With the surge in popularity of content marketing, every business owner and marketer today should create content and tell stories. Whether your content is text, audio, or visual, you want to attract more eye-balls by making your headline irresistible, right? After all, according to Brian Clark of CopyBlogger, “On average, 8 out of 10 people will read headline copy, but only 2 out of 10 will read the rest.”
There’re certainly a lot of benefits to posts with great titles. Not only more people get to read the post, they enjoy a higher click-through rate (CTR) and more social activity, which can positively influence your search rankings. If you ever pay attention to the magazines at your grocery store’s checkout, you’ll see that many of the titles include lists, have something intriguing or surprising, all of which is designed to make you want to buy it. In case of online content, our goal would be clicks, growing audience, and getting some kind of conversion from the reader (e.g., as little as getting their email address to placing an order).

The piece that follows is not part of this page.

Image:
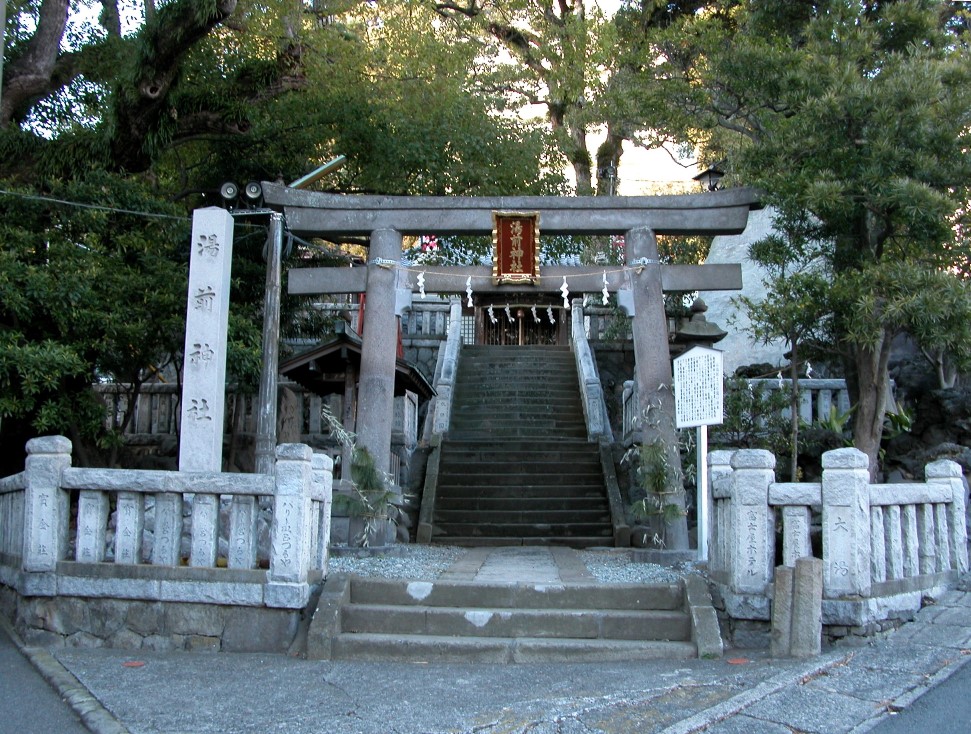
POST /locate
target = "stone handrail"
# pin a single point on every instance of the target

With the clear benefits of catchy headlines, it’s a no-brainer to start using the techniques to make your titles amazing, right? As long as you don’t forget that correlation is not a causation.
As an example, let’s look at the Harvard Business Review’s most popular posts. Six out of 11 are lists. Correlation? Maybe. Causation? Definitely not. List-type posts don’t guarantee that your post will become popular, but given that your content rocks (this is prerequisite!), they might have a better chance.
Our End Goal is Audience’s Commitment
Christopher Penn has recently wrote a post: The Next Big Thing in Digital Marketing. In the post, Christopher writes that we, marketers, should strive not only to become influential (a measure based on the popularity), but to also earn your audiences’ commitment. He writes, “we’d rather have money in the bank rather than exposure.”
I couldn’t agree with this more.
Great titles chase the eye-balls and get more exposure, but my fear is that more and more marketers will abuse this technique. We are not in this profession to become sensationalists — going for the content people can’t resist clicking, but providing very little value inside (we’d lose trust fast!). We’re in marketing for the long haul, to attract and KEEP the audience for years to come, inspiring more brand ambassadors. It’s easier to market when you have engaged audience who’ll consume your content because YOU have published it, not because of the catchy title. Just look at Seth Godin’s posts: they don’t have catchy titles, they aren’t optimized for search, but they GET READ. We’re here for the long haul.
P.S. Just like J.D. Roth made a clever play on “get rich fast” schemes when he created GetRichSlowly.org, I encourage you focus on quality, your audience’s needs, and build your audience slowly!